If the ear is packed closely against the head train it outward by gentle massage and light pulling, done by yourself. You are the best judge of whether the pulling hurts. If it does, stop. If the ears are less than the normal size they can be enlarged by the same process.
An earache that cannot be quickly relieved by placing loose, warm bandages over it should be brought at once to the doctor’s attention, for a persistent earache is often the forerunner of serious conditions, especially of deafness.
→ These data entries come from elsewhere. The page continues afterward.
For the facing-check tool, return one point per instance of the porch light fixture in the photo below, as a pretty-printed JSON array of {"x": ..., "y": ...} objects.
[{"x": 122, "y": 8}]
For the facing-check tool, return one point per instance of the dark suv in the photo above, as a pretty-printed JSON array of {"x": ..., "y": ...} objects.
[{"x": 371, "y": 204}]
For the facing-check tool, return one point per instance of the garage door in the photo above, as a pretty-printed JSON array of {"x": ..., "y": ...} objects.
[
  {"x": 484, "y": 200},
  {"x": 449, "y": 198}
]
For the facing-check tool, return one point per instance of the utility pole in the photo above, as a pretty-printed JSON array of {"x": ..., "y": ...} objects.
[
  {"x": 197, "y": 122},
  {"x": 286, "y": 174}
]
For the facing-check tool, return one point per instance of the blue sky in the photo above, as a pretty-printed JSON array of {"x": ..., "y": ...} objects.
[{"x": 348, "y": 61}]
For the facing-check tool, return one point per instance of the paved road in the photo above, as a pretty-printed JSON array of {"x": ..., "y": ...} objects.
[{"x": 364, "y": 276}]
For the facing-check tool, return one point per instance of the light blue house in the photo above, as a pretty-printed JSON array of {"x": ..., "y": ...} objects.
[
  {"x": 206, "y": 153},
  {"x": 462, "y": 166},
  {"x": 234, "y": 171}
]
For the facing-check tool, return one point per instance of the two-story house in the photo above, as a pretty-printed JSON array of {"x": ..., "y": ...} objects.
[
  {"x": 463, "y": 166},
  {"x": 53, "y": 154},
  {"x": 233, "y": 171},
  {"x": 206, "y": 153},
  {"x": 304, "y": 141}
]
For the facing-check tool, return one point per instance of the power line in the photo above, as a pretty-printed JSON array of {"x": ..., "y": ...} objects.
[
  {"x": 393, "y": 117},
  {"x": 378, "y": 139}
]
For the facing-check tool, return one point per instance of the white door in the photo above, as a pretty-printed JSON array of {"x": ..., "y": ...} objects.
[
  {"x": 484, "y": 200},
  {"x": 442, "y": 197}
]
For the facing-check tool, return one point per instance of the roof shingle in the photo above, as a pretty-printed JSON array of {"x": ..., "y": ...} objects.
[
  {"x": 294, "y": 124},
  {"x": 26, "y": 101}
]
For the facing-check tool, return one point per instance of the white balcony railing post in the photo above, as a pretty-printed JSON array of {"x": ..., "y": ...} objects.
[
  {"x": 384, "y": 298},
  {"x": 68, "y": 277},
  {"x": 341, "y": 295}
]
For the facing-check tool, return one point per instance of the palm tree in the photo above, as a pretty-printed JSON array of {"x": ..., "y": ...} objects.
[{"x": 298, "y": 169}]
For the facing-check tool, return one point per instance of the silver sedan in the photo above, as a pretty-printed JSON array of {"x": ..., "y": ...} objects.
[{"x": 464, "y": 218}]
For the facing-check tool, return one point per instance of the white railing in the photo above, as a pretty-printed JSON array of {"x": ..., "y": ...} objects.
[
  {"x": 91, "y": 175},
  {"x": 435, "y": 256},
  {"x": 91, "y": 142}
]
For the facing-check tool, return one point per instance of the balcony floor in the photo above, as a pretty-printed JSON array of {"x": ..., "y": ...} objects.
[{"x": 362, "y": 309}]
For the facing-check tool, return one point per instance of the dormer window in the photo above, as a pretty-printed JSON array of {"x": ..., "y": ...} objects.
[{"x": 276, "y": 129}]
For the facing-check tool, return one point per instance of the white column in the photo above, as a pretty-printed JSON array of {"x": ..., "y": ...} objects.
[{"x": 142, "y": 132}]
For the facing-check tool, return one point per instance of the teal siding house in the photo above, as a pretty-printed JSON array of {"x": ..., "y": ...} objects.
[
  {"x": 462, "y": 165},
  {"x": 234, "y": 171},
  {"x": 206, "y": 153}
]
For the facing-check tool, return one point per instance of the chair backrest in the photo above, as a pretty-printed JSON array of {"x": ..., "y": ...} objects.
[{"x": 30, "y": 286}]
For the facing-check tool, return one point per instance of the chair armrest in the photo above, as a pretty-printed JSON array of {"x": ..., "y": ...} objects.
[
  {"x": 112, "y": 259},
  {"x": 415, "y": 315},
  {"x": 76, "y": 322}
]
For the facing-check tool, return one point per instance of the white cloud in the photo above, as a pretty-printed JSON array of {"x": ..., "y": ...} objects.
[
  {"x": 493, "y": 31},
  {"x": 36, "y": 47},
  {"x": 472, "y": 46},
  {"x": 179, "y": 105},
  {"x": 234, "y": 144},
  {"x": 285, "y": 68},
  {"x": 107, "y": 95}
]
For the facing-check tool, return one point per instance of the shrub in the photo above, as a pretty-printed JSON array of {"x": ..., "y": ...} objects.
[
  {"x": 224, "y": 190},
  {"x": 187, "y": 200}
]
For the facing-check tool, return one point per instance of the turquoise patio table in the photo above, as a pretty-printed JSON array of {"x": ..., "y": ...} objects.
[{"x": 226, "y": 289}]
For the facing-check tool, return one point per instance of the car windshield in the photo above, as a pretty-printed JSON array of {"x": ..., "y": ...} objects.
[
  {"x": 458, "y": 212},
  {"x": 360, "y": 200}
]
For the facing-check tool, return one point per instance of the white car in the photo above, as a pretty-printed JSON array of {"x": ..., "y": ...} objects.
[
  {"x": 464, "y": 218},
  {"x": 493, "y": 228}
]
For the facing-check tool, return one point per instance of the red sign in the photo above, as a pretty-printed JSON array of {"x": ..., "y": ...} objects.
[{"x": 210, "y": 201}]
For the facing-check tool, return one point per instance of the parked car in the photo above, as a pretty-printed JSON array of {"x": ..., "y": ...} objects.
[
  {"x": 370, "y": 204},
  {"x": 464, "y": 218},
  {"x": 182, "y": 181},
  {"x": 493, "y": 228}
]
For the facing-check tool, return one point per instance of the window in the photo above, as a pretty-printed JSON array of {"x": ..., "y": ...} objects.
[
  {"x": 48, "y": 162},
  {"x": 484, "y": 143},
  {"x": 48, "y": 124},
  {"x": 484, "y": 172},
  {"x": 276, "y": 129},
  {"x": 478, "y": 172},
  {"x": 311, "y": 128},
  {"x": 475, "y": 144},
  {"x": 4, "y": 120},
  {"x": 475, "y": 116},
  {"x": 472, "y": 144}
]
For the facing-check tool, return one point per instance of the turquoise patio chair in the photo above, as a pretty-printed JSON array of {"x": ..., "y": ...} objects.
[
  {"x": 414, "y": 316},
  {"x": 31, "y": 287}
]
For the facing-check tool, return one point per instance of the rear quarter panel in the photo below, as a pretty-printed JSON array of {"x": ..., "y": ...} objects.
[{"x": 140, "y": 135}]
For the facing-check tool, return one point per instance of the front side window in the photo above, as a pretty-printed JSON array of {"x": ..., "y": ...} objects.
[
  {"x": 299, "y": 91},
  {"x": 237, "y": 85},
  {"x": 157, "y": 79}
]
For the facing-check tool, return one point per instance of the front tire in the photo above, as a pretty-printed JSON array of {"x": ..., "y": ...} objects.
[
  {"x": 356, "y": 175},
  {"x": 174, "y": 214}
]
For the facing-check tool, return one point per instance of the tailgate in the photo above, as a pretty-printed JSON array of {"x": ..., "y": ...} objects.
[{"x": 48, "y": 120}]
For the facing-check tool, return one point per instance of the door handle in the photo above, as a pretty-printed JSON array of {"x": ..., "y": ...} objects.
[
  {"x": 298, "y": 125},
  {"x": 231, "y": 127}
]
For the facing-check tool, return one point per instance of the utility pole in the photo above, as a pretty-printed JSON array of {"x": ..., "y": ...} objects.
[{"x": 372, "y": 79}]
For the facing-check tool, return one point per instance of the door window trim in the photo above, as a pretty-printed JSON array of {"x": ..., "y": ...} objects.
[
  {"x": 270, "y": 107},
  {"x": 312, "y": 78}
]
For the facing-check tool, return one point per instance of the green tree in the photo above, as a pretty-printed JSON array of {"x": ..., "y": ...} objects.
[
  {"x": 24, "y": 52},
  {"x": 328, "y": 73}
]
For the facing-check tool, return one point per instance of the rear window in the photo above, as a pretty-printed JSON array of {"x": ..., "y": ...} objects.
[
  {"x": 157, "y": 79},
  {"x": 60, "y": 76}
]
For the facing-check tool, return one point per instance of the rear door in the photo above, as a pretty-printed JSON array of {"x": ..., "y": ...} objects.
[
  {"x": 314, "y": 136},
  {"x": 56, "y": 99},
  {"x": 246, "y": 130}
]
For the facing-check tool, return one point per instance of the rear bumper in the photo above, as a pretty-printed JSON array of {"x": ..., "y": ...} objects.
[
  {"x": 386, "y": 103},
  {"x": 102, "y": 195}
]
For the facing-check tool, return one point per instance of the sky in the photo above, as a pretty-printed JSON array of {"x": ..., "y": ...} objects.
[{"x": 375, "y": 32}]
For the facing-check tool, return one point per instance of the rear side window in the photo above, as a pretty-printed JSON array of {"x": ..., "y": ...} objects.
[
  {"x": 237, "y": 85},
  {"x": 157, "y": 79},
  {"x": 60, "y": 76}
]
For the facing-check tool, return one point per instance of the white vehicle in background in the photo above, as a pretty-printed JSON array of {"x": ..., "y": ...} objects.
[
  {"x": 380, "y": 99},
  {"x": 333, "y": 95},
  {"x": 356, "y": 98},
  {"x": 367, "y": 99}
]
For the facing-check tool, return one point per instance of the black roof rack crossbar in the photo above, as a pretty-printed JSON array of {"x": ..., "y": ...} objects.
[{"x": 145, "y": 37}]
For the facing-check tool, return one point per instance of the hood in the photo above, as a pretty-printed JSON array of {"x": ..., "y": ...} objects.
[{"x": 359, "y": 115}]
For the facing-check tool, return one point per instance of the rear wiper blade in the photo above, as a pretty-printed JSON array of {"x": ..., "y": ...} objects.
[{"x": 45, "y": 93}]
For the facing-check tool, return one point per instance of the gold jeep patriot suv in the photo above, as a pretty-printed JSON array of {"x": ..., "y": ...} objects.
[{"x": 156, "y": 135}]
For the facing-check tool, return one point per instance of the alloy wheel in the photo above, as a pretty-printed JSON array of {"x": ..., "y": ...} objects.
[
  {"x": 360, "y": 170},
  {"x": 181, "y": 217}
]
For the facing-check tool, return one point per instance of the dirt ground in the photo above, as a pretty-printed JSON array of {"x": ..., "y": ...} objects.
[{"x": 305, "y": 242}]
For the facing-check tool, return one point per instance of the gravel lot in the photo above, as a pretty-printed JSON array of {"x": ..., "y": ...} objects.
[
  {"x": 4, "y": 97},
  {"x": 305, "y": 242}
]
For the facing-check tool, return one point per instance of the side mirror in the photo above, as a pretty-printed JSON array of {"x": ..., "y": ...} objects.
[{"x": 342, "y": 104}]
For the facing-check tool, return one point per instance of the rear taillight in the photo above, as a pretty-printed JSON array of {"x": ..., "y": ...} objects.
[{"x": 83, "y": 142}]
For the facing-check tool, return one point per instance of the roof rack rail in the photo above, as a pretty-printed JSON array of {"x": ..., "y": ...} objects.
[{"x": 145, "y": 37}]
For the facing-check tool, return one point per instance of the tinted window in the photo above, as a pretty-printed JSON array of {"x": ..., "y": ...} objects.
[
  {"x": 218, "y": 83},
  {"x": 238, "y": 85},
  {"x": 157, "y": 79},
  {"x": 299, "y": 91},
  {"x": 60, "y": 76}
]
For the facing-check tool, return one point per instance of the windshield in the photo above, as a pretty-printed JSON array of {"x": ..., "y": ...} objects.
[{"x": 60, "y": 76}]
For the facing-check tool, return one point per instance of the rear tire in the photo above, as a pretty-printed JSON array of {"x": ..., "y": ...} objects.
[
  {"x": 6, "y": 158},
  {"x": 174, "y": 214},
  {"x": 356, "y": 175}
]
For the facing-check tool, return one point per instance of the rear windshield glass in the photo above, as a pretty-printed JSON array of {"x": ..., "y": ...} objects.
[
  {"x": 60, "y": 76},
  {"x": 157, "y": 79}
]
If your ears are delicate, riding in the tunnels may be permanently injurious to them. The greatly increased pressure of air under the rivers is a menace to the eardrum; may cause it to burst and bring about incurable deafness.
You do not know, perhaps, that chronic and severe diseases of the ear often begin in the nose or throat. Wherefore you are taking care of the ear when you keep the throat and the nasal passages free from obstacles. Gargling the throat every morning is a measure for health and cleanliness that no one should neglect. A tablespoonful of salt in a glass of warm water, or a pinch of borax in the same quantity of water, will serve well. But I am inclined to the later belief that no one should douche the nose except by the doctor’s order. The liquid you use for the douche might carry germs of disease into the back of the head and cause a general infection, while they might disappear in the natural way if there were no interference with nature’s plan of carrying away invaders of the head. If the nose is in healthy condition it secretes a pint of liquid every day and is nature’s adequate channel for clearing the head.
But the ear must not be encouraged nor allowed long to “run.” A chronic discharge from the ear is a serious condition and may have a fatal end. Hasten with it to a physician. Life insurance companies, knowing how serious this is, will never insure the lives of persons with running ears.
Doctors generally advise us not to try to remove the wax from the ears. They say that if we let the ear alone the wax will finally form into a hard little ball and drop out without assistance. They advise us not to put cotton into the ears unless specially advised to by a reliable physician, who will never give the advice unless the need is imperative. They forbid poulticing or syringing the ears without special advice, and they are quite right in warning against the indiscriminate use of ear drops. Better regard the inner part of the ear as inviolate. So, too, the outer, except for keeping the folds clean. In the cleaning do not handle the ear roughly. Remove the dust from the folds of the ear with a soft cloth, soap and water. Be careful to immediately and thoroughly dry them. If you leave the neck or hair about the ears wet or chilled the earache or neuralgia that will follow may lead to deafness.
Never box a child’s ears; it may cause a rupture. Do not pull a child’s ears, lest injury follow. Be sure to have the adenoids removed. Adenoids in children are a cause of ear troubles, among many others. Physicians now believe that sea-sickness is due to ear disturbances.